Practice. Play. Process.

Jason HeissererUncategorized

Friends,

This week while I was observing in Amy’s art class, she talked with her middle schoolers about how artists practice, play, and process. I found the students’ observations and reflections (both a part of processing) to be really interesting and insightful. I also found these three Ps to be compelling to my own thinking about our community at Crossroads.

Practice
Our practice at Crossroads includes all of the ways we study and learn. My expectation is that learning is our work and that, because we are school, we are all responsible for learning. Practice also refers to how we engage with and hone any skill, so it includes athletic practices, music rehearsals, theater rehearsals, and the like. Our relationships and how we communicate take practice as well. Practicing is aspirational. It is a hopeful. And it requires us to be diligent, to persevere, and to be willing to make mistakes. We practice because learning, showing what we know and can do, and being in relationship is rigorous and challenges us.

Play
At Crossroads, we make time for play, whether that be formal or informal, spontaneous or planned. Some of our best traditions, like Double Rainbow and Turducken, are examples of Crossroads at play. Play is part of the everyday experience of Crossroads; you can see this in between classes and at lunch, for example. Play is also a part of our learning; it makes classroom discussions and discoveries joyful. Play benefits our relationships, as well, because it builds common experiences and creates a kind of synergy among us. Practice isn’t always fun, but I think that play always should be. We play because learning, showing what we know and can do, and being in relationship is vigorous and brings us joy.

Process
Processing allows us to think about both practice and play. It requires us to observe and reflect. It requires us to think about how we might practice and play better or differently. Processing ensures that we will repeat what works and let go of what doesn’t. It helps us make meaning of our successes and our difficulties and builds our maturity and our humanity. We make time to process at Crossroads as well. This includes how we reflect on our learning, how we recall why we do Good Work, and how we apply our community values to our lives.

So much is on my mind this week. The minute-to-minute work of teaching and learning, giving, gathering, and using feedback, supporting students, faculty, staff, and parents, honoring the work of our volunteers and the gifts of our donors, aligning our work to our mission, attracting and retaining students, supporting our Board, and more. I am glad that I have the space to practice, play, and process as part of my work. It makes these things worthy and joyful and meaningful.

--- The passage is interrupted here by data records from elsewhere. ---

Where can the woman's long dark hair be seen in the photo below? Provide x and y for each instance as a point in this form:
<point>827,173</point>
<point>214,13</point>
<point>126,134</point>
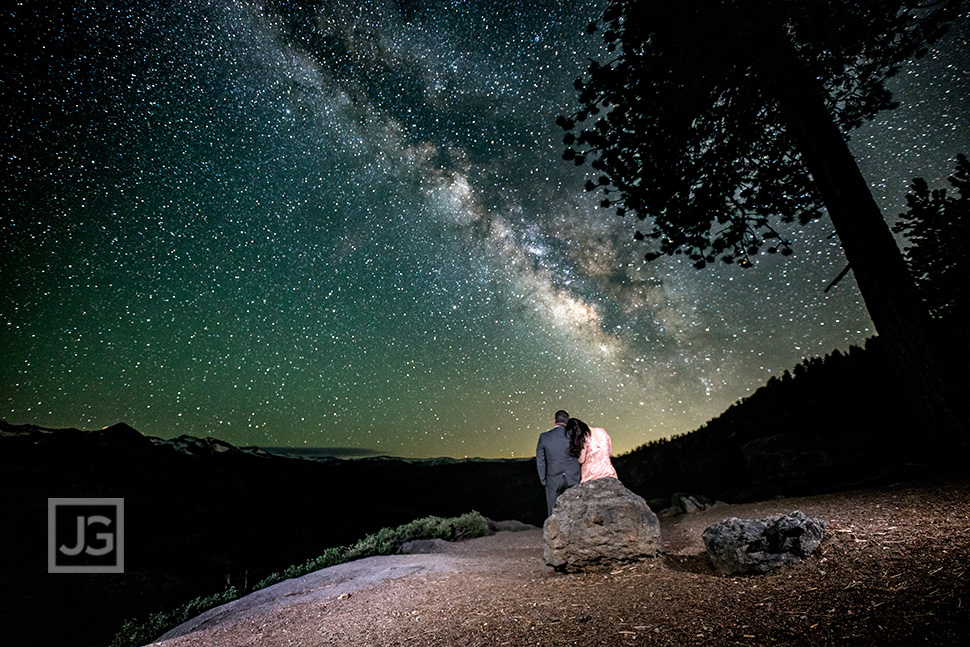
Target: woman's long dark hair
<point>578,432</point>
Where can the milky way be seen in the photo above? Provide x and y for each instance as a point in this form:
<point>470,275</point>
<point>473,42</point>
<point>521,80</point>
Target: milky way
<point>351,226</point>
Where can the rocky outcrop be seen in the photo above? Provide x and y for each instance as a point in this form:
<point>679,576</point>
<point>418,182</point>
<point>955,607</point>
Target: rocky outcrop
<point>752,546</point>
<point>599,523</point>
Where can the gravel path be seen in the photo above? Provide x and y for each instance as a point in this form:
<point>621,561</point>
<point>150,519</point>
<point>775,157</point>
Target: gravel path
<point>892,570</point>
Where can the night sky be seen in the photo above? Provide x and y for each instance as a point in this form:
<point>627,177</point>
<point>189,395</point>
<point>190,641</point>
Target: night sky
<point>352,227</point>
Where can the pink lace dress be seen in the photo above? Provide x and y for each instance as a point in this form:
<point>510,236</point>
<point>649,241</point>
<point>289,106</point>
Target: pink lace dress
<point>595,457</point>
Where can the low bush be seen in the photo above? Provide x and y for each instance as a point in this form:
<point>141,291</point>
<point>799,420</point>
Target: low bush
<point>386,541</point>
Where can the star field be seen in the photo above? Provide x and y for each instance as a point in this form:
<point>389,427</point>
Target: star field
<point>351,227</point>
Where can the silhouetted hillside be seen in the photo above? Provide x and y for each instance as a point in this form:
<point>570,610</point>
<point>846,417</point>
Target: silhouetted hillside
<point>832,423</point>
<point>200,514</point>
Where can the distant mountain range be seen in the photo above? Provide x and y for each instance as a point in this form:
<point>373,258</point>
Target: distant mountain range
<point>201,514</point>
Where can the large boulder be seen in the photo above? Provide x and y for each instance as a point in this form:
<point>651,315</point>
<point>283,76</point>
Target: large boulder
<point>753,546</point>
<point>599,523</point>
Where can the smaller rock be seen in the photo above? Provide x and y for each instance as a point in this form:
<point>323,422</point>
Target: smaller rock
<point>752,546</point>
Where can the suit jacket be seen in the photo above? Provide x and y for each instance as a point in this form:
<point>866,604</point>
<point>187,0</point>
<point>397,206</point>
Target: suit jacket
<point>553,461</point>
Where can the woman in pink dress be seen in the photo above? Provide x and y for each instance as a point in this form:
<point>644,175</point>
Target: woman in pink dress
<point>592,448</point>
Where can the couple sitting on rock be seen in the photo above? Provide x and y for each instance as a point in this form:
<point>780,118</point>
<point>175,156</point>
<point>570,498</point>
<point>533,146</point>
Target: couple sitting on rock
<point>572,453</point>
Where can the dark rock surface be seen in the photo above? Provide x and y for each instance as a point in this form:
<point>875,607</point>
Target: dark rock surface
<point>754,546</point>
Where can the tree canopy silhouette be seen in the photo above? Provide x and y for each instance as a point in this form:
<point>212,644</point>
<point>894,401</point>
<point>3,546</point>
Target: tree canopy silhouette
<point>937,226</point>
<point>722,121</point>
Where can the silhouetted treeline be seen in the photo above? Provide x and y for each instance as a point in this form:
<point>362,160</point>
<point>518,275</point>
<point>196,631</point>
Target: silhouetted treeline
<point>831,423</point>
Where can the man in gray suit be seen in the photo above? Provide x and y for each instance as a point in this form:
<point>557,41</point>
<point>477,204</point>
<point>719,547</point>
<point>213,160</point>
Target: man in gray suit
<point>557,469</point>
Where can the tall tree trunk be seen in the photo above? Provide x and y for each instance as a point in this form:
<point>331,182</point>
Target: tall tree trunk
<point>890,295</point>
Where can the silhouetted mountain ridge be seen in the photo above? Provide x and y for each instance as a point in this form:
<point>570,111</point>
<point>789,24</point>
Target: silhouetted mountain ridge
<point>202,514</point>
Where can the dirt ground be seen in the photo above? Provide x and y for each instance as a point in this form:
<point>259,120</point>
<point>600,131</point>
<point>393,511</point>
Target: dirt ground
<point>892,570</point>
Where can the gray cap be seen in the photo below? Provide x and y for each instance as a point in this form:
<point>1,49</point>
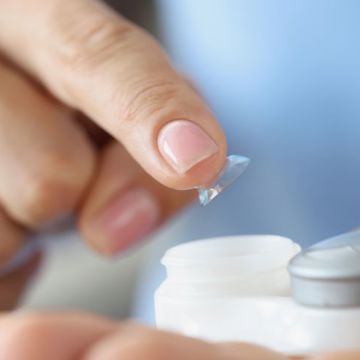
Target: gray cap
<point>328,273</point>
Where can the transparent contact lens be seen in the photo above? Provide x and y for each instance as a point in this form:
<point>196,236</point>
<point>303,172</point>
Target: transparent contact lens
<point>234,167</point>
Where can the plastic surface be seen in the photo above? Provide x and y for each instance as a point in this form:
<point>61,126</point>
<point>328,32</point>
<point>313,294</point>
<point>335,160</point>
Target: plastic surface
<point>238,289</point>
<point>328,274</point>
<point>234,167</point>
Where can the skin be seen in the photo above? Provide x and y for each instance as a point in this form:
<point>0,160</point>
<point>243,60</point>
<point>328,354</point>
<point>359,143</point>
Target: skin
<point>84,94</point>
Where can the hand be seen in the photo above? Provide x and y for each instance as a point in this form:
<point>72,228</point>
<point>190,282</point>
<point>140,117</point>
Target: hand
<point>70,336</point>
<point>66,66</point>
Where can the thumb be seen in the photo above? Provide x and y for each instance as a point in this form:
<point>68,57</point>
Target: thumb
<point>101,64</point>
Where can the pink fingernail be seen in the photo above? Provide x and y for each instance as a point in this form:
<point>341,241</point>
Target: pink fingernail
<point>127,220</point>
<point>184,144</point>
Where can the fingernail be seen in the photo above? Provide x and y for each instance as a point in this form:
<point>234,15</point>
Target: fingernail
<point>126,220</point>
<point>184,144</point>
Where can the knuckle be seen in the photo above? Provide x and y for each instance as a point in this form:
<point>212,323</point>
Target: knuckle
<point>143,347</point>
<point>50,192</point>
<point>146,98</point>
<point>86,36</point>
<point>28,330</point>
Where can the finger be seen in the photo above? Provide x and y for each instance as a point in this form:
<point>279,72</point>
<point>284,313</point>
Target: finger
<point>345,355</point>
<point>60,336</point>
<point>125,204</point>
<point>11,238</point>
<point>140,343</point>
<point>99,63</point>
<point>14,284</point>
<point>46,159</point>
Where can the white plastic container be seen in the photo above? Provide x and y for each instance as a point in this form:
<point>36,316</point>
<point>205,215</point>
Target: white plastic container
<point>238,289</point>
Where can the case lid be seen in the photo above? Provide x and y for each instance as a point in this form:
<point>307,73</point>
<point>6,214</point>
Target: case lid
<point>328,273</point>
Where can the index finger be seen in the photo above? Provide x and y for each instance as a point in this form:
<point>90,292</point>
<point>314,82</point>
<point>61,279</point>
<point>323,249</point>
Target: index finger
<point>98,62</point>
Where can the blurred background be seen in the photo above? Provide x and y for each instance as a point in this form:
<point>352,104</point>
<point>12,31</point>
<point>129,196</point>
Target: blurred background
<point>283,78</point>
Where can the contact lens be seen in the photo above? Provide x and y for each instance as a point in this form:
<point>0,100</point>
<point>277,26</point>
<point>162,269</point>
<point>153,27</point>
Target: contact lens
<point>234,167</point>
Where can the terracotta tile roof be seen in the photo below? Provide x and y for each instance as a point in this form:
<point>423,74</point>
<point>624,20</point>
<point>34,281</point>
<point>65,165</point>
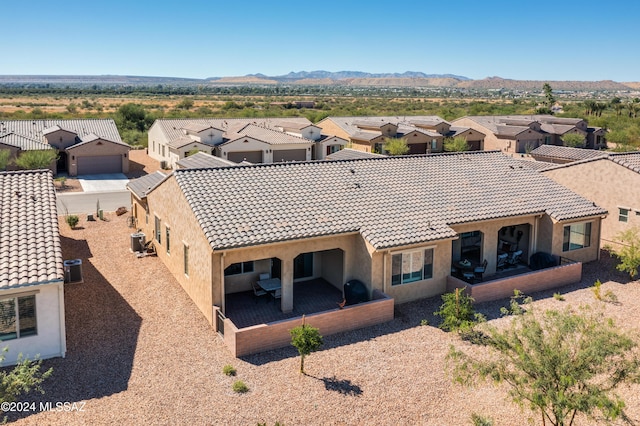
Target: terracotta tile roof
<point>23,142</point>
<point>142,185</point>
<point>390,201</point>
<point>30,251</point>
<point>352,154</point>
<point>37,129</point>
<point>566,153</point>
<point>202,160</point>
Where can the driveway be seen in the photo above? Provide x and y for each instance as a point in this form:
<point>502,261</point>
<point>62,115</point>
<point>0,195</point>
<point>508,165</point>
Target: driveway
<point>103,182</point>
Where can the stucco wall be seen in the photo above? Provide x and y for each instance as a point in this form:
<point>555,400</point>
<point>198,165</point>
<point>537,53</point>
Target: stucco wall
<point>610,186</point>
<point>168,203</point>
<point>50,341</point>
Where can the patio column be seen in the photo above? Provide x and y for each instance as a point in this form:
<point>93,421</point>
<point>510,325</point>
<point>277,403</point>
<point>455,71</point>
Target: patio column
<point>287,285</point>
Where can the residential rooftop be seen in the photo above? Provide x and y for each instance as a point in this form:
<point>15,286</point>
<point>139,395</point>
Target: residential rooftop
<point>390,201</point>
<point>30,250</point>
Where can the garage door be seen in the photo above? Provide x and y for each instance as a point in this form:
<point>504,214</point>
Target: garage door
<point>250,156</point>
<point>92,165</point>
<point>289,155</point>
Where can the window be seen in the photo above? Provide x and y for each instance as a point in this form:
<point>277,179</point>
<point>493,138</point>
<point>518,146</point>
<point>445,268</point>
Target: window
<point>411,266</point>
<point>623,215</point>
<point>185,258</point>
<point>158,224</point>
<point>239,268</point>
<point>576,236</point>
<point>18,317</point>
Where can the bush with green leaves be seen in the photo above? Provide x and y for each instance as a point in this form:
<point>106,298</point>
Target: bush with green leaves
<point>457,312</point>
<point>239,387</point>
<point>557,363</point>
<point>305,339</point>
<point>229,370</point>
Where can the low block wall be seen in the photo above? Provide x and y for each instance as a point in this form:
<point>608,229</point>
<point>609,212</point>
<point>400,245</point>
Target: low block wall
<point>527,283</point>
<point>263,337</point>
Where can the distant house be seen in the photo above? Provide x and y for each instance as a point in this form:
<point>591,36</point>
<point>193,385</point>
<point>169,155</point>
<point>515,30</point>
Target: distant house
<point>398,225</point>
<point>253,140</point>
<point>423,134</point>
<point>612,181</point>
<point>520,134</point>
<point>84,146</point>
<point>32,318</point>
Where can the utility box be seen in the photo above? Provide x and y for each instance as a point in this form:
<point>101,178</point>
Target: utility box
<point>73,271</point>
<point>137,242</point>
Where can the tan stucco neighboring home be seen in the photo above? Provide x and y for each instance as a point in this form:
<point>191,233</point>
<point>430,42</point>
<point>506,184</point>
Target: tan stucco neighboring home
<point>564,154</point>
<point>399,225</point>
<point>32,318</point>
<point>252,140</point>
<point>520,134</point>
<point>85,146</point>
<point>612,181</point>
<point>423,134</point>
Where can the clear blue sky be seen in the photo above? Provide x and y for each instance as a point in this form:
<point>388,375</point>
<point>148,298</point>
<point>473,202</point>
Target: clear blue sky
<point>540,40</point>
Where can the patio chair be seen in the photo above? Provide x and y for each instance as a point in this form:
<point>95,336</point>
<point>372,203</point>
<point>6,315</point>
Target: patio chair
<point>515,258</point>
<point>257,291</point>
<point>502,261</point>
<point>478,271</point>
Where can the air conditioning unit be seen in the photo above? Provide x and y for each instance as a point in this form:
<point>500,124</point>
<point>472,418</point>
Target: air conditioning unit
<point>137,242</point>
<point>73,271</point>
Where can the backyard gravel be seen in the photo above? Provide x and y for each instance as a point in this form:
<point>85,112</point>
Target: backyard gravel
<point>140,352</point>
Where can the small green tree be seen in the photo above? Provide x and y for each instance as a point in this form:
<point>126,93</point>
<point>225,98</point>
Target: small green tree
<point>457,311</point>
<point>457,144</point>
<point>24,377</point>
<point>5,155</point>
<point>40,159</point>
<point>305,339</point>
<point>558,364</point>
<point>573,140</point>
<point>396,146</point>
<point>628,252</point>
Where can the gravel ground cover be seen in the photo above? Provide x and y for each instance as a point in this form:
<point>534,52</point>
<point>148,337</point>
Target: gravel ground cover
<point>140,352</point>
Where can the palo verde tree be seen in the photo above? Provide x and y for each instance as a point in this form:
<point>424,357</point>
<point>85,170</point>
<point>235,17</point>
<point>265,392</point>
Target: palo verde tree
<point>559,364</point>
<point>396,146</point>
<point>305,339</point>
<point>628,252</point>
<point>40,159</point>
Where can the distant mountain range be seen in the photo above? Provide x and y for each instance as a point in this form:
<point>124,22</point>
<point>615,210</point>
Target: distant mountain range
<point>325,78</point>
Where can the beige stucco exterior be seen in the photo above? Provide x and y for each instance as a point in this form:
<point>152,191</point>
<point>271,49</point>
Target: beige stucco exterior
<point>97,148</point>
<point>611,186</point>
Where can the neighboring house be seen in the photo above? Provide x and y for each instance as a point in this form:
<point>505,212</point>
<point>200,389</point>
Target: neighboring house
<point>267,140</point>
<point>611,181</point>
<point>85,146</point>
<point>520,134</point>
<point>202,160</point>
<point>397,224</point>
<point>423,134</point>
<point>32,320</point>
<point>564,154</point>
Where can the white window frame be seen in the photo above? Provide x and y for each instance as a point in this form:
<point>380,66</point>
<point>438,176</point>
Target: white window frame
<point>411,252</point>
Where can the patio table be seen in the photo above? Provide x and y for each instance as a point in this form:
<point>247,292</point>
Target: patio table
<point>270,285</point>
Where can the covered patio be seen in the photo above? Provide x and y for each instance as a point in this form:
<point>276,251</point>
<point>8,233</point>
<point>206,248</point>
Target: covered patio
<point>311,296</point>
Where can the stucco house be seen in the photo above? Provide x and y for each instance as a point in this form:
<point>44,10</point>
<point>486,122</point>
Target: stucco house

My heart, though, is a bit heavy as I read the news and think about the impact of the events and protests in Tulsa and Charlotte. My work does not keep me up at night, but the world’s impact on our students and their safety and their and their ability to move through the world with dignity sometimes does. The work of a just and equitable school also takes practice and requires a great deal of processing as well. There is still room for play, though, as we seek one another across our differences and as we build capacity for holding on even when it seems that some in the world have let go.